Common errors include:
minimizing concerns
trying to “fix” the issue in the moment
asking leading questions
promising outcomes
oversharing
reacting emotionally
Security leaders can play a strategic role by reframing these skills as risk competencies, not HR soft skills. When leaders understand:
what to say
what not to say
what to document
when and how to escalate
…they become a stabilizing force instead of an accidental risk amplifier.
3. Build defensibility into the process, not the person
A psychologically safe culture depends on fairness.
Fairness depends on defensibility.
Defensibility depends on structure.
As my colleague Farah has articulated brilliantly in the past,“Never weigh the person, weigh the properties of the evidence.”
This is where security leaders can strengthen investigative integrity by ensuring:
transparent scope and limitations
consistent evidence logs
rationale for weighting evidence documented clearly
discrepancies treated as information, not credibility judgments
version control maintained rigorously
When structure, not instinct, anchors investigations, two things happen:
People feel safer participating, and organizations make better decisions.
3.5. Model psychological safety in micromoments
This halfstep is simple but transformative.

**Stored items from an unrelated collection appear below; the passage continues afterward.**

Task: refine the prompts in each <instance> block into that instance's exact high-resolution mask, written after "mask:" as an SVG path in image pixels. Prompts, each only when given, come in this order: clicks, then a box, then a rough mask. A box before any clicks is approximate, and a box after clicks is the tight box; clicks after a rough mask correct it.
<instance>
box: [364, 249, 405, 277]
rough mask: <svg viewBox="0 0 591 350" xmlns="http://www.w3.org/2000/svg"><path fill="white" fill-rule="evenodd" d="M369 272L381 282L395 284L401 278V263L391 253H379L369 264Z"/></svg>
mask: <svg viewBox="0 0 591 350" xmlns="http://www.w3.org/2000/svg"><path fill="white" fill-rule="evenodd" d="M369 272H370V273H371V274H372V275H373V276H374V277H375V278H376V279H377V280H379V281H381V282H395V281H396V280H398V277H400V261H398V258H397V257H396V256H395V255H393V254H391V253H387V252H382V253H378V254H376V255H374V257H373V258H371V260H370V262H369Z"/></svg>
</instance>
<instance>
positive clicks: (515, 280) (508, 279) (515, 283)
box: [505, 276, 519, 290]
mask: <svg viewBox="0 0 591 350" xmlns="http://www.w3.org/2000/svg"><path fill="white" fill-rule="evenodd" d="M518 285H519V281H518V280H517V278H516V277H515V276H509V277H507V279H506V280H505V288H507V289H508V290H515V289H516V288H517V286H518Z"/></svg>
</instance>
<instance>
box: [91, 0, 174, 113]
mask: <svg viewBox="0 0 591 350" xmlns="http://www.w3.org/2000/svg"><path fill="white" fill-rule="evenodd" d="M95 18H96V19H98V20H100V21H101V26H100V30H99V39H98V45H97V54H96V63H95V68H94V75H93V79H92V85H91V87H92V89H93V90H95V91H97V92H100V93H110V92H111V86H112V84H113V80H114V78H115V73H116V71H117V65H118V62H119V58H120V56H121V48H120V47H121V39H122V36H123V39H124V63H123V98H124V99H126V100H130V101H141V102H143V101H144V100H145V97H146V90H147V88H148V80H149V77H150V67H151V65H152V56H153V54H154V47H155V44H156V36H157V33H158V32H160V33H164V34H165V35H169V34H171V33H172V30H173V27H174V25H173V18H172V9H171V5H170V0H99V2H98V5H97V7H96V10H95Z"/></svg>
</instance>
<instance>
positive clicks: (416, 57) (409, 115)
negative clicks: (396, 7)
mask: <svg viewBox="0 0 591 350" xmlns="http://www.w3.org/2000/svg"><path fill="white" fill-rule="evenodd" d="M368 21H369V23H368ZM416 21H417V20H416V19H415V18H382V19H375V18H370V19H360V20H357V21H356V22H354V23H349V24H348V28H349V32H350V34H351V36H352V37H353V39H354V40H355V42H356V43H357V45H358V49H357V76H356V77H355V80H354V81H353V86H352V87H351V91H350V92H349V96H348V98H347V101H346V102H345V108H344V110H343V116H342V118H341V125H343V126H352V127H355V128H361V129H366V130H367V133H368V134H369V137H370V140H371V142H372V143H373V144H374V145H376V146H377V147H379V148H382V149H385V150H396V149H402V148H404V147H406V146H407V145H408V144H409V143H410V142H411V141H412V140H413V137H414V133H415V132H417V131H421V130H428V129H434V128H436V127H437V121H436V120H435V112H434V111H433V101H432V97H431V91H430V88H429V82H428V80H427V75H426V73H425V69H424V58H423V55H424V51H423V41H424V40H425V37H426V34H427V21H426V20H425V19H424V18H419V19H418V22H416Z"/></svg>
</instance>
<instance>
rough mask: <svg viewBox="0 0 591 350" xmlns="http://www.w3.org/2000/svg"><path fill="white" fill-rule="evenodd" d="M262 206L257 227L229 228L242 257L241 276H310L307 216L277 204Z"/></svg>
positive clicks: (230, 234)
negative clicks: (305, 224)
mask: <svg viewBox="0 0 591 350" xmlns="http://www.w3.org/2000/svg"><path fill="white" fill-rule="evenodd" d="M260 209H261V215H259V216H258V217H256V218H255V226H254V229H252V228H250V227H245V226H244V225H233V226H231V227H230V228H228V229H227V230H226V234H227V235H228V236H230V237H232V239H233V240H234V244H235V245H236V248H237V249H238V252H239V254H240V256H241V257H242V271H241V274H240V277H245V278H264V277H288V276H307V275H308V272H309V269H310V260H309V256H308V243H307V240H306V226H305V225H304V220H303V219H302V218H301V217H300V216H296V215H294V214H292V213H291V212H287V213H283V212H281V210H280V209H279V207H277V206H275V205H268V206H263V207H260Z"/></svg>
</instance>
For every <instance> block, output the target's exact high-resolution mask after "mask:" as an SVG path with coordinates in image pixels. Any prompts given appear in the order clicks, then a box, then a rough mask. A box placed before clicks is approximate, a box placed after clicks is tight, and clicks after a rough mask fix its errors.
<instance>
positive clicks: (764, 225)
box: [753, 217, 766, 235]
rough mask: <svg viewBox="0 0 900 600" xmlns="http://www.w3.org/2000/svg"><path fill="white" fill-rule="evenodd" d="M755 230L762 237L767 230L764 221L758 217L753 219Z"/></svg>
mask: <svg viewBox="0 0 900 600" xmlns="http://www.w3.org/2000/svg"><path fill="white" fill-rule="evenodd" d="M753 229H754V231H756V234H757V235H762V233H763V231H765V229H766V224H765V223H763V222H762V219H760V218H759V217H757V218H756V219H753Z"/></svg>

Security leaders influence culture by how they show up in everyday interactions:
asking more questions than they answer
showing curiosity instead of defensiveness
acknowledging uncertainty
listening without judgement
responding calmly to surprises or mistakes
Psychological safety is built most powerfully in these small moments, long before any formal process begins.
Closing Thought
Security leadership is expanding. Our profession is no longer defined only by physical risk or investigative rigor. It is increasingly defined by how well we understand the human systems that make prevention possible.
Psychological safety isn’t an HR initiative we support from the sidelines.
It is a risk mitigation framework, a trust infrastructure, and a strategic capability every modern security leader should understand.
My move into HR Risk Management was not a departure from my past work, it was the natural evolution of it. Because when we design workplaces where people feel safe enough to speak the truth early, we reduce harm, strengthen culture, and make every part of the organization more resilient.
And that, ultimately, is the most meaningful work we can do.